Let $1 + \frac{1}{3^3} + \frac{1}{5^3} + \frac{1}{7^3} + \dots=s$, show that then $\sum_1^\infty\frac{1}{n^3}=\frac{8}{7}s$

Question

Let $1 + \frac{1}{3^3} + \frac{1}{5^3} + \frac{1}{7^3} + \dots=s$, show that then $\sum_1^\infty\frac{1}{n^3}=\frac{8}{7}s$.

This is the last part of a problem that I am working on.
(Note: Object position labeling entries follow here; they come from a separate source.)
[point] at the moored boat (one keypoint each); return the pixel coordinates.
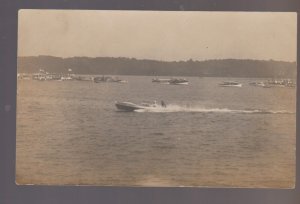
(230, 84)
(129, 106)
(179, 82)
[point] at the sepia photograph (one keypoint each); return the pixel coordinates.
(156, 98)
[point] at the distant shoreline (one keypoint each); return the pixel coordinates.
(239, 68)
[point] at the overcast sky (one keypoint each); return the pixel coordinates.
(161, 35)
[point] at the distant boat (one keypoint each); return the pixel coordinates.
(173, 81)
(129, 106)
(230, 84)
(179, 82)
(162, 81)
(108, 79)
(260, 84)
So far, we have shown that the cosine series for $x^2$ is

$x^2=\frac{\pi^2}{3}+4\sum_1^\infty (-1)^n\frac{\cos(nx)}{n^2}$

The sine series for $x^2$ is

$x^2=2\pi\sum_1^\infty(-1)^{n+1}\frac{\sin nx}{n}-\frac{8}{\pi}\sum_1^\infty\frac{\sin ((2n-1)x)}{(2n-1)^3}$

The sine series for x is

$x=2(\sin x -\frac{\sin 2x}{2}+ \frac{\sin 3x}{3}-\dots)$

and using the above we got that

$\frac{\pi^3}{32}=1 - \frac{1}{3^3}+\frac{1}{5^3}-\frac{1}{7^3}+\dots$.
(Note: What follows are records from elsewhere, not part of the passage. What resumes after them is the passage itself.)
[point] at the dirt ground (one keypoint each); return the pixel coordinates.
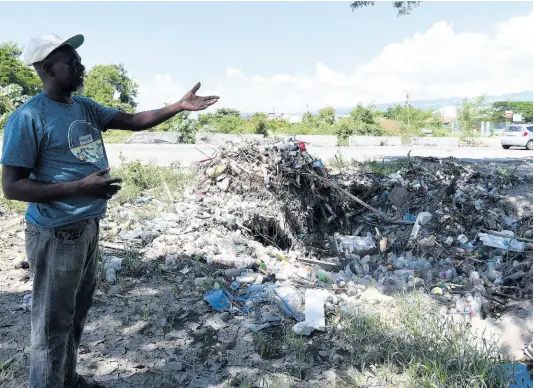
(153, 329)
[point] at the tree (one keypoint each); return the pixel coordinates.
(13, 70)
(309, 119)
(181, 123)
(259, 120)
(361, 121)
(110, 85)
(231, 124)
(327, 115)
(403, 7)
(222, 112)
(499, 108)
(11, 96)
(470, 114)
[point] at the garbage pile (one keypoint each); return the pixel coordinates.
(288, 239)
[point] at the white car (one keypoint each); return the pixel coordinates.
(517, 135)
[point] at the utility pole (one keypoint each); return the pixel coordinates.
(407, 104)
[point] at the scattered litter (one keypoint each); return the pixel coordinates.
(27, 302)
(111, 265)
(314, 313)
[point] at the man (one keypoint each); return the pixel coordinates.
(54, 159)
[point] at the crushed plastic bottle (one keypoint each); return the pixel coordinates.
(449, 274)
(354, 244)
(111, 265)
(232, 261)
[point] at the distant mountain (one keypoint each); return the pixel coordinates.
(441, 102)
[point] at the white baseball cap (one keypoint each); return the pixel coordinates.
(40, 47)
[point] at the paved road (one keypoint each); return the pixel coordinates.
(164, 154)
(185, 154)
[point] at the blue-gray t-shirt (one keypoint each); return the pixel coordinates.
(60, 143)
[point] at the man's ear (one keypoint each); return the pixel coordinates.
(48, 69)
Not sure if any of this matters, I just don't know how to use this information to solve the last part. I don't really know if this information is needed at all, but I assume it is.

Answer 1

\begin{align*} \sum_1^{\infty} \frac 1 {n^3} &= \sum_{\text{even}} \frac 1 {n^3} + s \\ &= \sum_1^{\infty} \frac{1}{(2k)^3} + s\\ &= \frac 1 8 \sum_1^{\infty} \frac 1 {k^3} + s \end{align*}

Rearrange for the desired result.

Answer 2

Let $\sum_{n=1}^\infty \frac{1}{(2n-1)^3}=s$, then we have \begin{eqnarray*} \sum_{n=1}^\infty \frac{1}{n^3} &=& \sum_{n=1}^\infty \sum_{m=0}^\infty \frac{1}{(2n-1)^3} \frac{1}{2^{3m}} \\ &=& \sum_{m=0}^\infty \frac{1}{8^m} \sum_{n=1}^\infty \frac{1}{(2n-1)^3} \\ &=& \frac{1}{1-\frac{1}{8}} s \\ &=& \frac{8}{7} s \end{eqnarray*} Where we first count all odd numbers, then the numbers divisble by $2$ but not $4$, then divisble by $4$ not $8$ et cetera. This gives us the sum over $m$ in the first line.
And we may switch order of summation as we sum only positive numbers.